Ok, here's my Weekend Squawk Review. I took notes and will try to work my way through them. First of all I give you a good job rating. Not a razor sharp, but a good. I think several of the problems I will raise have to do with the awkward format of the program. Too many commentators on at one time. It seems like you shine more when you have the adrenaline flowing and all you have to do is present your point of view. It is pretty hard to make a bold statement of where you think the market is headed when you are supposed to ask a bond guru or a food industry analyst a question. But you certainly get high marks for saying the market was too high, using the word "risk" repeatedly, telling people to raise cash.

Now section by section review:

1. They had a goofy introduction. Bulls/bears, elephants. All sorts of silly things going on.

2. The bond guru, Robert Barbara, made the statement in the first segment that we didn't have a Barton Biggs type meltdown. Now you could have hit him back with a "Not yet" or "I still don't think we're past that possibility". However, you gave him more of a softball question about supply hitting the market other than treasuries. Again, it is primarily a misfeature, I think of the format. You were one of three people questioning this one guy.

3. Then they had the goofy elephant segment with Tyler.

4. Then we had Kahuna and the Brain and you with Mark. I was left with an unclear idea about your bond position. They tried to pick up on the bond segment. Haines I guess thought he was playing devil's advocate saying "What's the big problem earnings growing"...Your response was accurate that there was risk and danger. 32 times earnings. That a market melt might very severely impact the economy and in turn earnings. My point here is that to me all you have to say is "risk...32 times". But to a first year investor? Did they get it that 32 times is absurd. That it assumes no inflation for the forseeable future. No accident in the economy of any sort. No massive external shock. I was also left not knowing exactly how the thing would bust. I tell Luc on this thread not to try to, but when you are on tv, I fear that people look to you to tell them the exact mechanism. It is honest to not know the exact how. But not as hard hitting. So this section was accurate and good but not razor sharp.

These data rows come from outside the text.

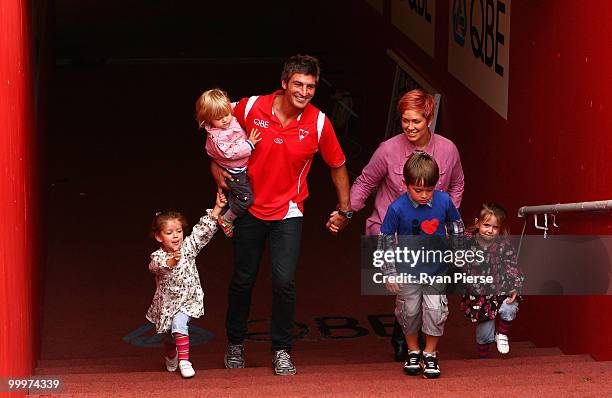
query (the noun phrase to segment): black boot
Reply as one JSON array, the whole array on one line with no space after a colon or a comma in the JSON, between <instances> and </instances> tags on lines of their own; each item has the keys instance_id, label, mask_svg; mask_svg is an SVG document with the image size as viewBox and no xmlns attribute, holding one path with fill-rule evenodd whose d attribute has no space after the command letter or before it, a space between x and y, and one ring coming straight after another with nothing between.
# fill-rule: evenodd
<instances>
[{"instance_id":1,"label":"black boot","mask_svg":"<svg viewBox=\"0 0 612 398\"><path fill-rule=\"evenodd\" d=\"M406 344L406 338L402 327L395 320L393 325L393 335L391 336L391 346L393 346L393 358L397 362L405 361L406 355L408 354L408 344Z\"/></svg>"}]
</instances>

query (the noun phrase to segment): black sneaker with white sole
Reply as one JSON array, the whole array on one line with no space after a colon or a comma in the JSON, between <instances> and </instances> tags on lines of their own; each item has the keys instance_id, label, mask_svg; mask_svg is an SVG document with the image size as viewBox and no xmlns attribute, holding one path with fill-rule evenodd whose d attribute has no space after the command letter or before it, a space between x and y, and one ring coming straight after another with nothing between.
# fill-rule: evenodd
<instances>
[{"instance_id":1,"label":"black sneaker with white sole","mask_svg":"<svg viewBox=\"0 0 612 398\"><path fill-rule=\"evenodd\" d=\"M242 344L229 344L225 350L223 363L226 369L244 368L244 346Z\"/></svg>"},{"instance_id":2,"label":"black sneaker with white sole","mask_svg":"<svg viewBox=\"0 0 612 398\"><path fill-rule=\"evenodd\" d=\"M440 366L436 355L423 355L423 377L426 379L436 379L440 377Z\"/></svg>"},{"instance_id":3,"label":"black sneaker with white sole","mask_svg":"<svg viewBox=\"0 0 612 398\"><path fill-rule=\"evenodd\" d=\"M416 376L421 373L421 351L410 351L404 362L404 373Z\"/></svg>"},{"instance_id":4,"label":"black sneaker with white sole","mask_svg":"<svg viewBox=\"0 0 612 398\"><path fill-rule=\"evenodd\" d=\"M285 350L274 351L272 366L274 373L279 376L292 376L297 373L297 369L291 362L291 356Z\"/></svg>"}]
</instances>

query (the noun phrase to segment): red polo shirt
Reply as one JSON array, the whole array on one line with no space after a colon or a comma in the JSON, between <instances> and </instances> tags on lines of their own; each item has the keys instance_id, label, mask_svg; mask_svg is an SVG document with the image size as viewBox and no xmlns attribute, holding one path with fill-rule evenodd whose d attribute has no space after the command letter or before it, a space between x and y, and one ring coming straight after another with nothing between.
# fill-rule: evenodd
<instances>
[{"instance_id":1,"label":"red polo shirt","mask_svg":"<svg viewBox=\"0 0 612 398\"><path fill-rule=\"evenodd\" d=\"M297 120L283 127L272 111L277 95L283 95L283 91L243 98L234 108L234 115L247 135L253 128L261 133L261 141L249 158L248 175L253 188L249 211L262 220L303 214L303 202L308 197L306 176L317 151L331 168L345 162L325 114L308 104Z\"/></svg>"}]
</instances>

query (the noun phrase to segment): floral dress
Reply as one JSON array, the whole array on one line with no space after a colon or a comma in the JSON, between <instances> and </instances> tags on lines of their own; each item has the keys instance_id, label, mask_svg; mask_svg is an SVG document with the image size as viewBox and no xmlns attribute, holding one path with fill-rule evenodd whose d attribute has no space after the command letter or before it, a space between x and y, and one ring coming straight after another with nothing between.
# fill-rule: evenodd
<instances>
[{"instance_id":1,"label":"floral dress","mask_svg":"<svg viewBox=\"0 0 612 398\"><path fill-rule=\"evenodd\" d=\"M473 251L482 250L475 236L471 237L467 246ZM463 286L465 294L460 308L472 322L495 319L503 301L513 291L518 293L525 279L517 265L514 248L504 238L498 238L485 249L483 262L473 261L465 267L467 275L493 277L492 285L473 283Z\"/></svg>"},{"instance_id":2,"label":"floral dress","mask_svg":"<svg viewBox=\"0 0 612 398\"><path fill-rule=\"evenodd\" d=\"M170 331L177 312L192 318L204 315L204 292L196 268L196 256L217 231L211 210L200 218L191 235L183 240L181 259L172 269L166 265L170 254L159 249L151 254L149 270L155 274L155 295L147 311L147 319L155 324L157 333Z\"/></svg>"}]
</instances>

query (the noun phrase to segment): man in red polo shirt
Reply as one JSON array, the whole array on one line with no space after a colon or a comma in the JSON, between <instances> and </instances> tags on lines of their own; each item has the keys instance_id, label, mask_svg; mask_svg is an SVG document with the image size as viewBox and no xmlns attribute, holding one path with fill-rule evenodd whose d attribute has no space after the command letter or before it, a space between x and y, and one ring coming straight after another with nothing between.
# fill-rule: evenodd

5. Then you got the "internet bust" question. Very good answer that only a little air came out and much more downside. And that psychologically this could cause much more damage.

6. The moral hazard (created by the Fed) was again a good point and got in your "The Fed won't bail out speculators every time" theme. I wonder if it was a little too subtle for novice viewers, though.

7. It was interesting to have the knowledge that the show was being taped during the day. They brought up the Dell chart but had no closing price. Just a down turn. They didn't know where it was going to close, obviously.

8. The relative benchmark language became a little awkward to me.

9. Food analyst (didn't catch his name) to me was weak. Your questions about 7% growth getting a 20% multiple...was very good, but again perhaps only for experienced investors. It was sarcastic but polite. You could have hammered the point home with "the traditional model for growth stocks is that they achieve a multiple equal to their growth rate, so these are about 3 times overvalued by traditional measure". That is what you meant and I understood it but you didn't spell it out. Then again the relative valuation issue came up. Again the language could have been clearer. "It is ridiculous to buy something because it isn't as overpriced as something else if on an absolute basis it is still overpriced".

10. Then they had the totally absurd Discover Brokerage yes I drive a tow truck but I own a country commercial. Made the whole show a little surreal for me.

11. Your summary was good. But if you wanted to you could have had a little more fire "bubble", etc.

Overall a weird show. Too many CNBC people. Too many segments. You said the right things and have the right market view. Thanks for involving us and asking our opinions.